The easing policy may come to an end in the short term, and the future policy rhythm may move with the economic and financial data in the first quarter. From December 2021 to January 2022, the rhythm of reducing reserve requirements and interest rates is relatively compact. Referring to the previous interest rate cut cycle, the interest rate cut is not large. In addition, the current downward pressure on the economy is prominent. We expect that there is still room for further easing in the future. However, from the perspective of rhythm, the easing policy may come to an end in the short term, and the performance of economic and financial data in the first quarter may be the main reference basis for the rhythm and range of easing in the future.

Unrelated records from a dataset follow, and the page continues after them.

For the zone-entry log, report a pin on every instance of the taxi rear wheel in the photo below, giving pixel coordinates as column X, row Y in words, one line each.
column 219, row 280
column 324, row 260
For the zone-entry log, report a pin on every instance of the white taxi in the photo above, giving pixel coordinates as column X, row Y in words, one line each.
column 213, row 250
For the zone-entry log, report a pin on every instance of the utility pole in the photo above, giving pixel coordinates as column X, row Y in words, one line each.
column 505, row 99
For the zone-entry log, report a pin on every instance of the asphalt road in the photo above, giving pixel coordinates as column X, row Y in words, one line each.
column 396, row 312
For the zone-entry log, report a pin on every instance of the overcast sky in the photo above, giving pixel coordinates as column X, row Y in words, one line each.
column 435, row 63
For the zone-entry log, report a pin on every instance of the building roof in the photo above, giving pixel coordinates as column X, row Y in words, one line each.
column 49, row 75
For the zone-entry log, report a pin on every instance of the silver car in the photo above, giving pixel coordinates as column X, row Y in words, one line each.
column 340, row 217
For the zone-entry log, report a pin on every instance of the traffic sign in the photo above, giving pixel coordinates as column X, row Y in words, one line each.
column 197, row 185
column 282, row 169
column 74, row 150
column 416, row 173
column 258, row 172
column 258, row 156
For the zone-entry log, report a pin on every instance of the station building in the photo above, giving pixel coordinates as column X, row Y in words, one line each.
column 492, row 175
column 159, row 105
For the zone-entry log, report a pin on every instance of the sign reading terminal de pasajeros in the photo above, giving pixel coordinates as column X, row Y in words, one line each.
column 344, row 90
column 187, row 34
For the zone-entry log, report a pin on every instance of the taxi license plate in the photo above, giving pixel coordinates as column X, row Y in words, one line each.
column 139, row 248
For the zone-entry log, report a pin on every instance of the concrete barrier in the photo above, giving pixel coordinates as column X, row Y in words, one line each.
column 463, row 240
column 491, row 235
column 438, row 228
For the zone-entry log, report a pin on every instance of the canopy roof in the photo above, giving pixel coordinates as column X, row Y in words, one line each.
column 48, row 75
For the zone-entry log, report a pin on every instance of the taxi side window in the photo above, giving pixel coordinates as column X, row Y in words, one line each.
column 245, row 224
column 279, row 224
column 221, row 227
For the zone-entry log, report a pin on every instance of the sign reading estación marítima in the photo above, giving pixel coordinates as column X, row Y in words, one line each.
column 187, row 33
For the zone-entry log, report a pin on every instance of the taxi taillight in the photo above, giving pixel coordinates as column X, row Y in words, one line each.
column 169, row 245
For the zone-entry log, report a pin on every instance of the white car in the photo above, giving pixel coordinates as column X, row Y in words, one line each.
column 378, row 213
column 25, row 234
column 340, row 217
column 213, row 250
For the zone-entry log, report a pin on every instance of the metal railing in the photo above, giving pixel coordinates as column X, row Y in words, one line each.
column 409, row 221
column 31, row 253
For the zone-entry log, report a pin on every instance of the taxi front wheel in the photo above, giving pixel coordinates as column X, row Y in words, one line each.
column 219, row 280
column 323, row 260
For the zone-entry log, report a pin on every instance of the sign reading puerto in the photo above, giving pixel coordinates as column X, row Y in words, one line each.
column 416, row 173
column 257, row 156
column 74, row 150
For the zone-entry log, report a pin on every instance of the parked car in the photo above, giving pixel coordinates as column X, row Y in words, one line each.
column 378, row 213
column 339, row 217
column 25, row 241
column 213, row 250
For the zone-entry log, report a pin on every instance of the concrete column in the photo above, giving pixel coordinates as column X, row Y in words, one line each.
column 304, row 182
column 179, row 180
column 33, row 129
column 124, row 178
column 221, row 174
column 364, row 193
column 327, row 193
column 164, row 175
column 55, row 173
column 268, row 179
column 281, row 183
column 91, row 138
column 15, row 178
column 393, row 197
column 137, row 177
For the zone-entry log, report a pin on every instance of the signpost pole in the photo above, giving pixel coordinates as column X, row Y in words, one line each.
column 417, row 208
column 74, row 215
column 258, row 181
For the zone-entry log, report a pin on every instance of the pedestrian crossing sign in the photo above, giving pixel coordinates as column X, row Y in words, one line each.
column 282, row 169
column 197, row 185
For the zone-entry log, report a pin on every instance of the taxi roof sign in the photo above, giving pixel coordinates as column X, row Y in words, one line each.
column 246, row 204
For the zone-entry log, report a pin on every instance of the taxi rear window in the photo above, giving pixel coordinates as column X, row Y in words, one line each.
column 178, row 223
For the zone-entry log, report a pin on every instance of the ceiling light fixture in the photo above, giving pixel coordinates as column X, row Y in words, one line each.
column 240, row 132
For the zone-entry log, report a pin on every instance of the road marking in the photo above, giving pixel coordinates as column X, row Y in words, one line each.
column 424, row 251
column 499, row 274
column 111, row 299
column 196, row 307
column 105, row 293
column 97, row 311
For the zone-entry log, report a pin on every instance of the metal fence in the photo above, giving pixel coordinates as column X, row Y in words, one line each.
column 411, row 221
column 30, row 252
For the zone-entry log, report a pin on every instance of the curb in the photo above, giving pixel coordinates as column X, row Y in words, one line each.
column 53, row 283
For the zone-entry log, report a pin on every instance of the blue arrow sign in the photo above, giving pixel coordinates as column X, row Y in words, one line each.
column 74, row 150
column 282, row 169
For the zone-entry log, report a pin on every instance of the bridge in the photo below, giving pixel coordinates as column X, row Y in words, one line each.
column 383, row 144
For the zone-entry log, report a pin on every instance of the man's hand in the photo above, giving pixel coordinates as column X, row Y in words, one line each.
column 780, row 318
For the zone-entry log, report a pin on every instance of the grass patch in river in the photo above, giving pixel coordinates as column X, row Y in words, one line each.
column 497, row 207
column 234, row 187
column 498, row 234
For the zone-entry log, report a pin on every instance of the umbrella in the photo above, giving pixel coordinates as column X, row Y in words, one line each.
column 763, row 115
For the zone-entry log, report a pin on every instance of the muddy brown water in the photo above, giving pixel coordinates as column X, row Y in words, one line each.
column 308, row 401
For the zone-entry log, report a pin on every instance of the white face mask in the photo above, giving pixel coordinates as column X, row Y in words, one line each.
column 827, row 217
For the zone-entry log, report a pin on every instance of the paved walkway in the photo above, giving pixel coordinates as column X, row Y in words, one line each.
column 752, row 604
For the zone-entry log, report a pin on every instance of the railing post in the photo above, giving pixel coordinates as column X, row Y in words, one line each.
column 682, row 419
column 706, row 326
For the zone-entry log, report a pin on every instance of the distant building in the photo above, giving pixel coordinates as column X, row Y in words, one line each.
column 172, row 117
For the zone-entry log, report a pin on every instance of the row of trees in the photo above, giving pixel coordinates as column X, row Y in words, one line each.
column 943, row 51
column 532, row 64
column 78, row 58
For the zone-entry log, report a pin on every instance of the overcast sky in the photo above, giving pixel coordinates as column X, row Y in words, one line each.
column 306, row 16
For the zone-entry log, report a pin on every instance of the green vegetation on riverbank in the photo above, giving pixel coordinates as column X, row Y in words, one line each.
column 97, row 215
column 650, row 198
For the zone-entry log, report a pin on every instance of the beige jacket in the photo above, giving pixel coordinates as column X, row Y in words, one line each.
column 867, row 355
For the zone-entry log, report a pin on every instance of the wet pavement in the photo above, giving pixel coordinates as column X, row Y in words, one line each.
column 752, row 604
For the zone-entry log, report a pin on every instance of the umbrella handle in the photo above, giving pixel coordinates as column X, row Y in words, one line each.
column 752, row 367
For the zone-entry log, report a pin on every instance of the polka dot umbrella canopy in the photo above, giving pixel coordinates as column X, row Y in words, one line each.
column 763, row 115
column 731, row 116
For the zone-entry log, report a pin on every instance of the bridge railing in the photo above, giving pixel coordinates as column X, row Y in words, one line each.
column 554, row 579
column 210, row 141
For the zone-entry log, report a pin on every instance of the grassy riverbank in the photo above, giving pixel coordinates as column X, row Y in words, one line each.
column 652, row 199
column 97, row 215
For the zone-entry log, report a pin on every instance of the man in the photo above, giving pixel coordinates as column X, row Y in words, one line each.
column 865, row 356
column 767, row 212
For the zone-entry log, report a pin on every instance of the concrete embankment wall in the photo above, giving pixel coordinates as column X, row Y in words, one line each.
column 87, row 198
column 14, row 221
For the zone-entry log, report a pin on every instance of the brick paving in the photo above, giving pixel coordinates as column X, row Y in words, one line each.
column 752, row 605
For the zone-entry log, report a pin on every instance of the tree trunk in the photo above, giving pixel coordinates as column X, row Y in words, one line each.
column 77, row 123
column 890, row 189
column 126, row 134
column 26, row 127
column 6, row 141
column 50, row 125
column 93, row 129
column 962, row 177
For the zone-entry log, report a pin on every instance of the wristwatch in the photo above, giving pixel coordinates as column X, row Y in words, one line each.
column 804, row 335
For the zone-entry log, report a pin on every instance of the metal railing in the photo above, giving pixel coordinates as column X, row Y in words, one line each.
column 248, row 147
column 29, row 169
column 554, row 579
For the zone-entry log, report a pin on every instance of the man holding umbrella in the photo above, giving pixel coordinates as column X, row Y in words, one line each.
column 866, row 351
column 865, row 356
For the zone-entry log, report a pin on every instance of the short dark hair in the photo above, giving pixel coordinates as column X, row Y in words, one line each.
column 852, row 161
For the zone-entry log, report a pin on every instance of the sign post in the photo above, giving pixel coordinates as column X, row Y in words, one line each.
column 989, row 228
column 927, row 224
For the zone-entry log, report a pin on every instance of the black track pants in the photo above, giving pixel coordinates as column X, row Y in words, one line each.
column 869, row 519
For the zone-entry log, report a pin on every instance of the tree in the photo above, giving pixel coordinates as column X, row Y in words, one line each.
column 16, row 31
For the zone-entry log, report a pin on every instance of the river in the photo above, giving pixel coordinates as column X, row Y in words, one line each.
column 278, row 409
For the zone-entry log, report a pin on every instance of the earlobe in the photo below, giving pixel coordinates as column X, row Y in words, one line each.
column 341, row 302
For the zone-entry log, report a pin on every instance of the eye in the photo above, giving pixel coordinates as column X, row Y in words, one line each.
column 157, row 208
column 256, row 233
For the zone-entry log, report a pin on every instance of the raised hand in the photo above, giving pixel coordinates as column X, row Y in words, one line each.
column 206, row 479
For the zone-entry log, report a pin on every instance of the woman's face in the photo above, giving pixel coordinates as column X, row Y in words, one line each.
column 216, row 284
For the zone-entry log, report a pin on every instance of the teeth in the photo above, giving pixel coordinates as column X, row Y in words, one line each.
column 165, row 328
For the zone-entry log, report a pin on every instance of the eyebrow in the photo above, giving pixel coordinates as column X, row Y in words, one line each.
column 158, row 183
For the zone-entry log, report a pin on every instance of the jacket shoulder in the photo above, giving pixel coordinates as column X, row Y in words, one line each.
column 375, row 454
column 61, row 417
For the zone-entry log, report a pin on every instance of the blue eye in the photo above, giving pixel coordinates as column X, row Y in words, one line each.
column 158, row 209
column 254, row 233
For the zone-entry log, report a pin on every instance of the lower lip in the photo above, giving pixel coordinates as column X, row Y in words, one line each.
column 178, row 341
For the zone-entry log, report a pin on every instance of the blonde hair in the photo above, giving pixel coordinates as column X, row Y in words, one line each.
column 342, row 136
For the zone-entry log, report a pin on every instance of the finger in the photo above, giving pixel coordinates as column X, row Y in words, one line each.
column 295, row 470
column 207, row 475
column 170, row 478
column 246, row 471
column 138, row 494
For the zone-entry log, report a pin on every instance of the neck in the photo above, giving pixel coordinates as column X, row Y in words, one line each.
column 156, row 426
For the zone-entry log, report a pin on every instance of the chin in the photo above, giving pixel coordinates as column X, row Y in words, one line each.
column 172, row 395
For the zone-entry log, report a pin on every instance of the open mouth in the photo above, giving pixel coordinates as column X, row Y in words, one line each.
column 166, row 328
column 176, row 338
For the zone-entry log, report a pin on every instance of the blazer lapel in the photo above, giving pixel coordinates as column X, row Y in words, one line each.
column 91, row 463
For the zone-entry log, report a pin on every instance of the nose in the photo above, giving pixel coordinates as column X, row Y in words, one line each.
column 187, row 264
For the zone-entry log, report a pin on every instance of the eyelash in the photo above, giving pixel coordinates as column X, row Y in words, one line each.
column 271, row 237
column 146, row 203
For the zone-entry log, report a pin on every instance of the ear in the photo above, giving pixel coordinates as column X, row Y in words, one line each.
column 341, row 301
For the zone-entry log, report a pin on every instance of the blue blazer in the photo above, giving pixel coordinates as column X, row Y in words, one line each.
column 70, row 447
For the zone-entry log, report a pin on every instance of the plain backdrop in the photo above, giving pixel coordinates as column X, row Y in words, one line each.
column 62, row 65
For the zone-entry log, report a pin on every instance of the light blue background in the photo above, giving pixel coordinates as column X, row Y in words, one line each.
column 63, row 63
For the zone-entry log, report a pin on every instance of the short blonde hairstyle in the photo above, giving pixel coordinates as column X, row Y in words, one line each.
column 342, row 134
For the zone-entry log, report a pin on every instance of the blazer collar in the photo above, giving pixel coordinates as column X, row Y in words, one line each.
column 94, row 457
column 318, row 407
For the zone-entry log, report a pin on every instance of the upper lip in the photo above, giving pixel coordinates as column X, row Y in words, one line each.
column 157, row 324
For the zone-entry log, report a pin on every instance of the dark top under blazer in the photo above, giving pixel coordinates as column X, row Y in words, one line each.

Investment suggestion: the direct impact of this LPR decline on the bank’s net interest margin is about 7bp. The easing policy may come to an end in the short term, and the space and pace of policy easing in the future may depend on the performance of macroeconomic data in the first quarter. In the fourth quarter of 2021, the industry’s performance growth and asset quality were better than expected. Compared with the macro disturbance, we paid more attention to the improvement of the industry’s “internal strength”. It is considered that the extremely low valuation level of the current banking sector fully reflects the pessimistic expectations of the market on the credit risk exposure and macroeconomic downturn of the real estate industry. At the same time, considering the good performance growth and continuously improved asset quality of the bank, it is considered that the current sector has high allocation value and maintains the investment rating of “stronger than the market” of the industry. It is suggested to focus on the head state-owned banks and joint-stock banks with solid asset quality, as well as the head urban commercial banks and rural commercial banks in regional economically developed areas.
Risk tip: the asset quality has deteriorated significantly, and the macro-economy has gone down more than expected.